Soltanto durante un pomeriggio di luglio, in qualche angolo di campagna francese, in un castello circondato da un grande parco, con stalle e scuderie, la “faccenda vino” avrebbe preso una piega completamente diversa, quasi magica, come lo sanno essere soltanto i ricordi.

Eravamo a caccia di orologi a pendolo comtoise, che mio padre ricercava con la brama che contraddistingue il collezionista e dovevamo incontrare un suo omologo francese per contrattare un esemplare particolarmente raro. Durante il tragitto pensavo mi aspettasse una lunga seduta da bella statuina su di una poltrona, ad ascoltare conversazioni per nulla interessanti senza alcun diversivo, come in molte altre occasioni, quindi il mio entusiasmo bilanciava perfettamente l’euforia di papà.

Con mia immensa gioia, aperto il grande cancello in ferro battuto, ci corse incontro un alano arlecchino che non mancò di abbracciarmi, facendomi quasi cadere. Dopo la calorosa accoglienza giunse lento ed un po’ claudicante il padrone di casa, vestito di bianco con un papillon rosso ed un cappello panama, monsieur Perdrix.

“Hai conquistato Paul, non l’ho mai visto così affettuoso con un estraneo”, mi disse.

Fu il pretesto per allontanarmi dalla tediosa trattativa e trascorrere con il mio nuovo amico, scorazzando per la proprietà, un bel po’ di tempo. Sfiancata dalla corsa e dal caldo, mi sedetti sulla gradinata d’ingresso allo château, da cui sentivo le voci dei miei genitori e dell’ospite. Decisi di entrare, avevo bisogno di una bibita, quindi mi avvicinai a mia madre per chiederla.

“Proprio al momento giusto”, disse monsieur Perdrix vedendomi entrare. Sul tavolino faceva sfoggio di sé, all’interno di un secchiello del ghiaccio, una bottiglia con il collo avvolto da una carta dorata.

Era il momento dell’aperitivo giornaliero, a base di champagne.

Il padrone di casa tolse la gabbietta e con prudenza il tappo, per poi riempire i bicchieri.
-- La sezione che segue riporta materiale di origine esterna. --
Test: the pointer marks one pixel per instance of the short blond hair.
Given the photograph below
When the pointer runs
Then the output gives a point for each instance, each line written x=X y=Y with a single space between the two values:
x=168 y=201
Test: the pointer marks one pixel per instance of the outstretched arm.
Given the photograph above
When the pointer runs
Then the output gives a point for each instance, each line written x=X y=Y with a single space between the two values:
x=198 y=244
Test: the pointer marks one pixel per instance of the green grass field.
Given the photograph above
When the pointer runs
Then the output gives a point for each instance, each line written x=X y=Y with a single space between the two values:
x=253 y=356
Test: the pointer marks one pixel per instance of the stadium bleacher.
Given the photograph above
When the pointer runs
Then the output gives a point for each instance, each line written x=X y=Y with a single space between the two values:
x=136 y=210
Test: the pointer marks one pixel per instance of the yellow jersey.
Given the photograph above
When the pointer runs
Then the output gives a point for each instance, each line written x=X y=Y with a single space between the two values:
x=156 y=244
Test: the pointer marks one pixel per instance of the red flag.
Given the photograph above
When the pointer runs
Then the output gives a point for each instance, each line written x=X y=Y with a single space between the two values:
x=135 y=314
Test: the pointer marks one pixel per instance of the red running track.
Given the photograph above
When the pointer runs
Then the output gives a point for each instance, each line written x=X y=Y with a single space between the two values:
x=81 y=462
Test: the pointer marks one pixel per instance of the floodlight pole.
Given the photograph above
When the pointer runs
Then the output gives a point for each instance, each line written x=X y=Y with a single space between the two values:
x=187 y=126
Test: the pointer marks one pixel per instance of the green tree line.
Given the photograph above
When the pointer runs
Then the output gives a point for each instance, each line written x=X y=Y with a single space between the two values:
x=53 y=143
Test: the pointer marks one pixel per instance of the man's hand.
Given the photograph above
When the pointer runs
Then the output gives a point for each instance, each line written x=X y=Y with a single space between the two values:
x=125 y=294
Tutt’intorno, ritratti di famiglia ed una grande veduta urbana settecentesca, da cui non riuscivo a distogliere lo sguardo, come immersa nel più bello dei sogni.

Si assentò un momento ritornando con un flute che mi porse, versandomi una minima quantità sotto lo sguardo raggelato di mia madre. “E’ troppo piccola”, sono sicura che lo stava gridando dentro di sé, ma non se la sentiva di sottolinearlo davanti all’anziano signore. Per fortuna.

Presi il bicchiere tra le mani quasi emozionata: vedevo risalire le catenelle dal fondo e lo interpretavo come un evento straordinario, enfatizzato dalla tonalità di giallo brillante mai vista prima. Non saprei descrivere il sapore: lo sentii pungente, a tratti aspro, comunque indimenticabile.

Era il sapore della felicità, del mio primo, vero assaggio, di una vita ricchissima di emozioni che si andava delineando davanti a me, complessa, variegata e pervasa da inebrianti sfumature, proprio come sanno essere i vini migliori.

Poco importava se la trattativa non andò in porto; da quel momento era iniziata la mia passione per la pittura, che è diventata la mia vita, ed il cammino verso le future esperienze di degustazione.

Anche i miei genitori avevano colto il valore di quell’esperienza ed eravamo tutti consci di aver vissuto un perfetto momento di felicità che nulla avrebbe potuto incrinare. Eccetto, forse, lo sguardo del mio nuovo amico a quattro zampe, che si vedeva strappare una compagna di gioco, dispensatrice di prolungate carezze.